SHRINE

27 Apr

Shrine

By Linda J. Humes

“We are confident, I say, and willing rather to be absent from the body, and to be present with the Lord.” 2 Corinthians 5:8

It breaks my heart. Every time I pass by a part of me rips. It drives me to an urgency of prayer. Shrines – ornate piles of mementos placed along the side of a road at a point where a life was lost. Not a simple white cross, but a memorial of treasures, family pictures, candles, flowers, trees, elaborate crosses, balloons, clothing, even a whiskey bottle decorates one near my home. Paths to the shrine are kept raked and clean, a row of rocks line each side of the path. Someone spends hours of time showing their love for one lost. This is only one example of many that are scattered throughout the community.

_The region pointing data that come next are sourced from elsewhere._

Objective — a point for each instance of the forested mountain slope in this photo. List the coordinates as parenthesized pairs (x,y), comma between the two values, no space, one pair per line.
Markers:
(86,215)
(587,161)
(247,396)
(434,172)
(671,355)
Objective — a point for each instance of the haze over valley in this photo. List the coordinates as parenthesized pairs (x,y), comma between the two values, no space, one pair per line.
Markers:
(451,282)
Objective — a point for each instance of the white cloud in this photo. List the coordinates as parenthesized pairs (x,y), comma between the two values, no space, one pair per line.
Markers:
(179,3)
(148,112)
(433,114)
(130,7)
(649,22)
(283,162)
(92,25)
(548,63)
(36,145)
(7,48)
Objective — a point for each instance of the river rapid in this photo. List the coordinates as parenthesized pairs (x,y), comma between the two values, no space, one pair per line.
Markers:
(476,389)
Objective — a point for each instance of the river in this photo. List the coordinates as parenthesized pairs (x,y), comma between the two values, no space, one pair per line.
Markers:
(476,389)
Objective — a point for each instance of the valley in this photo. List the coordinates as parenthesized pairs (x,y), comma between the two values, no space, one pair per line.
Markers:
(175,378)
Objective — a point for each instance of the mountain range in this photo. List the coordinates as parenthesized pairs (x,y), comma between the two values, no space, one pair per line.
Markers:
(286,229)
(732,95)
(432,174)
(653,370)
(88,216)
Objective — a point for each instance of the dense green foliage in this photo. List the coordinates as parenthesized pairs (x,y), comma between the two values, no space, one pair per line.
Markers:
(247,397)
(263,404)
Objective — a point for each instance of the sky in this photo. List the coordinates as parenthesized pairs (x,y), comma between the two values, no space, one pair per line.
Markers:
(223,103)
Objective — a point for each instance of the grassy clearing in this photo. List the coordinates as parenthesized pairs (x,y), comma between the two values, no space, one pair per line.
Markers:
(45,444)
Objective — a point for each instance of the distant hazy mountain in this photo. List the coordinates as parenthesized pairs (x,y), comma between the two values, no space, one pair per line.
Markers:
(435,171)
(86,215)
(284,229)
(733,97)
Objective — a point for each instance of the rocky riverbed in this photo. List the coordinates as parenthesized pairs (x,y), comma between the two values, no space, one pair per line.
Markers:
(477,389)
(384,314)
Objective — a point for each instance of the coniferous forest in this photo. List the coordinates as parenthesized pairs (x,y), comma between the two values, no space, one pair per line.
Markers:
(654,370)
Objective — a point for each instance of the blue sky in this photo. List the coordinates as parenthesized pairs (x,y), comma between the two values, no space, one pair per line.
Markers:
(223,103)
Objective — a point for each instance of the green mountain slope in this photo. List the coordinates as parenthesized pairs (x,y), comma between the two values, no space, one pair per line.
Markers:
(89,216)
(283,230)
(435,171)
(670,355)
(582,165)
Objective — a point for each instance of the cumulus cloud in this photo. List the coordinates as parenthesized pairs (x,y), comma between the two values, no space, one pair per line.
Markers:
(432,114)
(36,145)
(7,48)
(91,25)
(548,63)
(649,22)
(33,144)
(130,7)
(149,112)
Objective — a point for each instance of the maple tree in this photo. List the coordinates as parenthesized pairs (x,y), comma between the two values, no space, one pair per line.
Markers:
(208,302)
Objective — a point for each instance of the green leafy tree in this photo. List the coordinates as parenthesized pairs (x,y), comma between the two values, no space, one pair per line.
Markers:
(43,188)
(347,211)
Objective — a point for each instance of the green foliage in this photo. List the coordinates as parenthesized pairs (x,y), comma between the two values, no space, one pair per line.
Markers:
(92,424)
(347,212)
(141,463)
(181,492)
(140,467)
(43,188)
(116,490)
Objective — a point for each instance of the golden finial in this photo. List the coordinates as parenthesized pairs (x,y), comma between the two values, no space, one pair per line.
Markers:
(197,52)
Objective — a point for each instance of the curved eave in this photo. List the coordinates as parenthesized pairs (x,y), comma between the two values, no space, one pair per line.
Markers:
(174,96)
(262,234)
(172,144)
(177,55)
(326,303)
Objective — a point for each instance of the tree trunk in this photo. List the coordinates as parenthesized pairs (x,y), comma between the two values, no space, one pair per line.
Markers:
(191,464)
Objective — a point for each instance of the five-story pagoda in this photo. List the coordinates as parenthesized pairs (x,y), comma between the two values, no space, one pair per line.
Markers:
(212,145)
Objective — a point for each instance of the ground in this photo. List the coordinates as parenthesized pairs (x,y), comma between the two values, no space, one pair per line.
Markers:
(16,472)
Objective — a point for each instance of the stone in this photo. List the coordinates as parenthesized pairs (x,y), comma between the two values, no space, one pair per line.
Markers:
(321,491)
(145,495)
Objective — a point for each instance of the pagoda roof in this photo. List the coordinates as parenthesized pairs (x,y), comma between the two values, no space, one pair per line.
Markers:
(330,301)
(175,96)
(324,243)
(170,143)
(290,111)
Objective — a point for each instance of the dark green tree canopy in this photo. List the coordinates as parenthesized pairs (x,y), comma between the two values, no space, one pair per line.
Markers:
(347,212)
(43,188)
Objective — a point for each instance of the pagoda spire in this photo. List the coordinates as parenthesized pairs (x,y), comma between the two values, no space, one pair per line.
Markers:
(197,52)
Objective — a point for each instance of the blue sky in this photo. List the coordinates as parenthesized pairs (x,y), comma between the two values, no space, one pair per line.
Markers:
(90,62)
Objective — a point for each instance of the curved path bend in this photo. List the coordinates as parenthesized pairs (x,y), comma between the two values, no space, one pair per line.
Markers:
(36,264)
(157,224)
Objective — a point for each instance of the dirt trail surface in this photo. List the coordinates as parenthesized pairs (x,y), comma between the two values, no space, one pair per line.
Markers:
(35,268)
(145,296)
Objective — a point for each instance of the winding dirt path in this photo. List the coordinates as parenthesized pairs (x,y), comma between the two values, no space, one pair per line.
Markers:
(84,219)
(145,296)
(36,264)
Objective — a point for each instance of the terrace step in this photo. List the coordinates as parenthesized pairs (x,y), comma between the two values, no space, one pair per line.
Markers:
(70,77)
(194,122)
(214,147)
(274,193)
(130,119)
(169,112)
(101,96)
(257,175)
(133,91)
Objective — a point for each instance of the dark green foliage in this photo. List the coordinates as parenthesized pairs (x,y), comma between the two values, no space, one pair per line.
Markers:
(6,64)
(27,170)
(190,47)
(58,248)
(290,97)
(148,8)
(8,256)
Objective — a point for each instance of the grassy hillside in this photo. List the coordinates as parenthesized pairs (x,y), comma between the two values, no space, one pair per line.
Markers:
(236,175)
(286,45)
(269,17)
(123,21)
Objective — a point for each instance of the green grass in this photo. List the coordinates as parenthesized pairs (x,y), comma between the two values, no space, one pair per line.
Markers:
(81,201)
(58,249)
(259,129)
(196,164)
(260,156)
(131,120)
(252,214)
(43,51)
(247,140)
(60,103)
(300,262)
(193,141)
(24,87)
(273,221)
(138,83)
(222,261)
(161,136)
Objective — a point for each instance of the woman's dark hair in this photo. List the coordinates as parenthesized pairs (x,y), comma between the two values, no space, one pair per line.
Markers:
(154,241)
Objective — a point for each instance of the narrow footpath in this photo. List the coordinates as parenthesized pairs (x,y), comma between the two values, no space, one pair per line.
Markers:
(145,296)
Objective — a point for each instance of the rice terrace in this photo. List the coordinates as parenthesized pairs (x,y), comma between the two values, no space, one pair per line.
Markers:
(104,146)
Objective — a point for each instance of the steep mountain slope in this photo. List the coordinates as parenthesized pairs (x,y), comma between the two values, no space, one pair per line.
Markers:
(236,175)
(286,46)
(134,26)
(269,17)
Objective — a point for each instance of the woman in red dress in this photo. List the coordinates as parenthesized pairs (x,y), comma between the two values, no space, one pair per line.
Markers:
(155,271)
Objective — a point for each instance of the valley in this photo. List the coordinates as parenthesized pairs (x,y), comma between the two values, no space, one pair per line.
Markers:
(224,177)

It is difficult to know much about the one being memorialized, but the ones left behind are the ones I grieve for. Do they believe the “ghost” of the loved one lingers there to enjoy the birthday banners, Christmas trees, stuffed Easter Bunny, or the framed photos that are changed every few months? Do they think a disembodied soul floats about, mourning and waiting for the living to remember them at holidays?

I pray continually that God would send someone to the keepers of the shrine, to let them know the peace of letting go. To let them know that there is more to life than animate mementos of life. To let them know about Jesus. To show them His great love. To give them the security of knowing that to be absent from the body is to be in the presence of God. That our peace after death is completely dependent upon our relationship with Christ, not on those who have stayed behind.

I don’t know who tends the shrines, but I know my God. I know that every prayer I utter meets the ears of my Creator, and I know that He can bring the right person, with the right words, at the right time, to touch their hearts and direct their souls.

Jesus, if that person is me – show me the way.